Federalism

Introduction:

According to the traditional classification which was followed by the political scientists, constitutions are either unitary or federal in nature. In unitary construction, the powers of the government are centralized in one government which is the central government. In a federal set up on the other hand, there is a division of powers between the central and the state government and both are independent in their own spheres. Our Indian constitution is also federal in nature.



Federal Principal:-

By ‘Federal principles’ Prof. K.C. Wheare observed that it means the method of dividing powers, basically to enable the general and regional government to co-ordinate and be independent in their own sphere.

What is federalism?

Federalism is a system of government in which power is divided between a central authority and various constituent units of the country.

The virtual division of powers among the different levels of the government is termed federalism.

Levels of Government:-

1. One government exists at the national or central level which primarily is responsible for the entire nation as a whole.

It particularly looks after the subjects which are of national importance.

2. Other government exists at the state level or at the provincial level which looks after the day-to-day administration of their respective states and also follows the guidelines of the central government.

Essential characteristics of a federal Constitution:-

A federal constitution usually has the following essential features:

1. Distribution of powers: The distribution of power between various levels of Government is an essential feature. There are two or more levels of the government. The authority of each tier of government is constitutionally guaranteed.

2. Supremacy of construction:-

A federal setup derives its very existence from the constitution of the nation. Every power be it executive, legislative, or judicial in nature is controlled ultimately by the constitution which is the supreme law of the country.

3. A written constitution:-

The foundation of a federal state is complicated in nature which makes it almost a necessity that a federal constitution should be a written constitution. It would be practically impossible to maintain the supremacy of the constitution unless its terms have been reduced to writing.

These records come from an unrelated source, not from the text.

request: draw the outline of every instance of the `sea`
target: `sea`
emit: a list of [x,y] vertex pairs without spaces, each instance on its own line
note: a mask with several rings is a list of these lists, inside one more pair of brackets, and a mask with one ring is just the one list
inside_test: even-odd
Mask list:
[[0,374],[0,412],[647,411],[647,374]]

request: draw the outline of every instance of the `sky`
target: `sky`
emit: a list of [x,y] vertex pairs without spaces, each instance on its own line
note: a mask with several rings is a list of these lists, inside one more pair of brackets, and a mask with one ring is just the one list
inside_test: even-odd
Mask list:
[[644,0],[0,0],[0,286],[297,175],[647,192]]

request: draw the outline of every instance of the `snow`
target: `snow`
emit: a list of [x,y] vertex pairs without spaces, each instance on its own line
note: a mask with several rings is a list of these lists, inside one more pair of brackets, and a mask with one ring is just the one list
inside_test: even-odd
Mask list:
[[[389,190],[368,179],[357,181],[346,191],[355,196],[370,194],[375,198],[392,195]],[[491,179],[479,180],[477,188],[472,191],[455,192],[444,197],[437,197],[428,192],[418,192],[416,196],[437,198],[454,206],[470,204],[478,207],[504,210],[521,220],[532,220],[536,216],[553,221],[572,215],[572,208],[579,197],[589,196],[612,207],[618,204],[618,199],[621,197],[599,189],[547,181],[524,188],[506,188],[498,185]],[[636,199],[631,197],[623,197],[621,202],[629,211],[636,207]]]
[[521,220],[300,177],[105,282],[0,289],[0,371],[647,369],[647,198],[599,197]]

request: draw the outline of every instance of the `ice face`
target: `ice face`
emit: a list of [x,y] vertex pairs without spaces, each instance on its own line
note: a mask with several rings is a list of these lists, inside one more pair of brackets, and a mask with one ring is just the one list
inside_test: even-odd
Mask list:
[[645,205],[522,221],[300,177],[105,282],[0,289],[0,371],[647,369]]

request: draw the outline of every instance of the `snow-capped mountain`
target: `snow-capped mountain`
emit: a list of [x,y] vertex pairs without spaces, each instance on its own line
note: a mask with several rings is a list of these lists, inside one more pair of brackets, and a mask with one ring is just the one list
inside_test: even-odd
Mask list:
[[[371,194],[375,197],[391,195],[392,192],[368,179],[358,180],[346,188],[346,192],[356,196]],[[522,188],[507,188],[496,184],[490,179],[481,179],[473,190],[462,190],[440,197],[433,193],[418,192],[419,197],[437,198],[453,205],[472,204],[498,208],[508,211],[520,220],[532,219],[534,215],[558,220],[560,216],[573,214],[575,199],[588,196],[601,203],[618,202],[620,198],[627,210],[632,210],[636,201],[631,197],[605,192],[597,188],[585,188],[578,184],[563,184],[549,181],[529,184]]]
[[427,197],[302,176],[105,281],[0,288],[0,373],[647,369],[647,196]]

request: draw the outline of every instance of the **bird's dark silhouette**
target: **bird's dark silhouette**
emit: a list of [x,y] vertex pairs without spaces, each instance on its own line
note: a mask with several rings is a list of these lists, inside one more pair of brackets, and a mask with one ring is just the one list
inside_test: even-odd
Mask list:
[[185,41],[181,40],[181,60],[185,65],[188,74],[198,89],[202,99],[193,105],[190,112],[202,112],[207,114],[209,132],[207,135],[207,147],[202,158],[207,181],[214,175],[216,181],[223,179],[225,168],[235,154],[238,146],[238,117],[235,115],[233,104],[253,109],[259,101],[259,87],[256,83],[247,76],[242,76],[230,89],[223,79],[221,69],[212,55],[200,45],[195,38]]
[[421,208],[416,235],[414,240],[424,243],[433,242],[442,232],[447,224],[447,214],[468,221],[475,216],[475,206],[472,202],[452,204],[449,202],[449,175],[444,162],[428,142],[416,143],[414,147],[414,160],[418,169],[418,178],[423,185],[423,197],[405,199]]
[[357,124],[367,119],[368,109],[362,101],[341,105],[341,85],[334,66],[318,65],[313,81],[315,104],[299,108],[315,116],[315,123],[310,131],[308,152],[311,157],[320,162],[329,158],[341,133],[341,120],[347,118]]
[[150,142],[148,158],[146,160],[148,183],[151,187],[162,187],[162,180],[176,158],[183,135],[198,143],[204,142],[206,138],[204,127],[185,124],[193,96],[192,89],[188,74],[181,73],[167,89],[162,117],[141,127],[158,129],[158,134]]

4. Rigidity: - A constitution with being the supreme law of the land should also be rigid in nature. Rigidity here means that the procedure for amendment is complicated and difficult

5. Authority of Courts:-

Judiciary is considered an important as well as an impartial authority that is beyond the federal or state legislature under the constitution and so it has the special power to interpret the constitution.

Federalism in India:-

The Indian constitution provides for a two-tier system of government: The union or the central government and the state governments. Later on panchayats and municipalities were also added.

The constitution contains three different lists which are as follows –

1. Union List:

It includes subjects related to national importance such as defense, foreign affairs, currency, communication and currency.

The Union government is empowered to make laws on the subjects mentioned in this list.

2. State list:

This list contains subjects of state and local importance.

These laws are made specifically by the concerned state government.

Subjects like police, trade and commerce, agriculture and irrigation.

3. Concurrent List:-

This list contains subjects of common interest for both union and state governments which includes education, forests, trade union, marriage adoption and succession.

Both union and state governments have the power to make laws on the subjects mentioned under this list.


How is federalism practiced?


Below are some ways mentioned in which federalism is practiced in India Linguistic states:-

The successful creation of linguistic states was a major test of democratic politics in India. From the time of independence till the present day many states have vanished and many new States have been created.

In 1947, the boundaries of various old states were changed to ensure that people speaking lived in the same state.

Language policy:-

Hindi was identified as the official language. Besides Hindi, there are 21 other languages that are recognized as scheduled languages by t constitution.

Decentralisation in India:-

The process of taking away power from the central and state governments and giving it to local governments is known as decentralization. The main aim is to enable the local government to participate in decision-making and also to give them the power to resolve issues at the local level.

In 1992 an initiative was taken by the Indian government by amending the constitution and creating a three-tier system of government.


Following steps were taken to make it effective:

1. Elections were made constitutionally mandatory for these local bodies.

2. There was the reservation of seats for the scheduled castes, scheduled Tribes and other backward classes.

3. One-third reservations of seats were made for women.

4. State Election commission was established to conduct elections in a smooth manner at the panchayat and municipal levels.

5. Some share of power and revenue from the state government was given to these local bodies.

Panchayati Raj: Rural local government is popularly called the Panchayat Raj. Each village consists of a panchayat consisting of members who are directly appointed for a term of five years. These panchayats at the village level work under the supervision of Gram Sabha. Many Gram Panchayats grouped together form panchayat Samiti or Block. All the panchayat Samitis together constitute Zila Parishad at the district level.

Municipalities: Just like there are Gram Panchayats at the village level similarly municipalities are there for urban areas. Municipal corporations are constituted for big cities. Chairperson is the head of the municipality and he is called a Mayor.

Conclusion:-

It can be concluded here that federalism is the most remarkable feature of our Indian constitution giving independence and recognition to governments at various levels in the nation.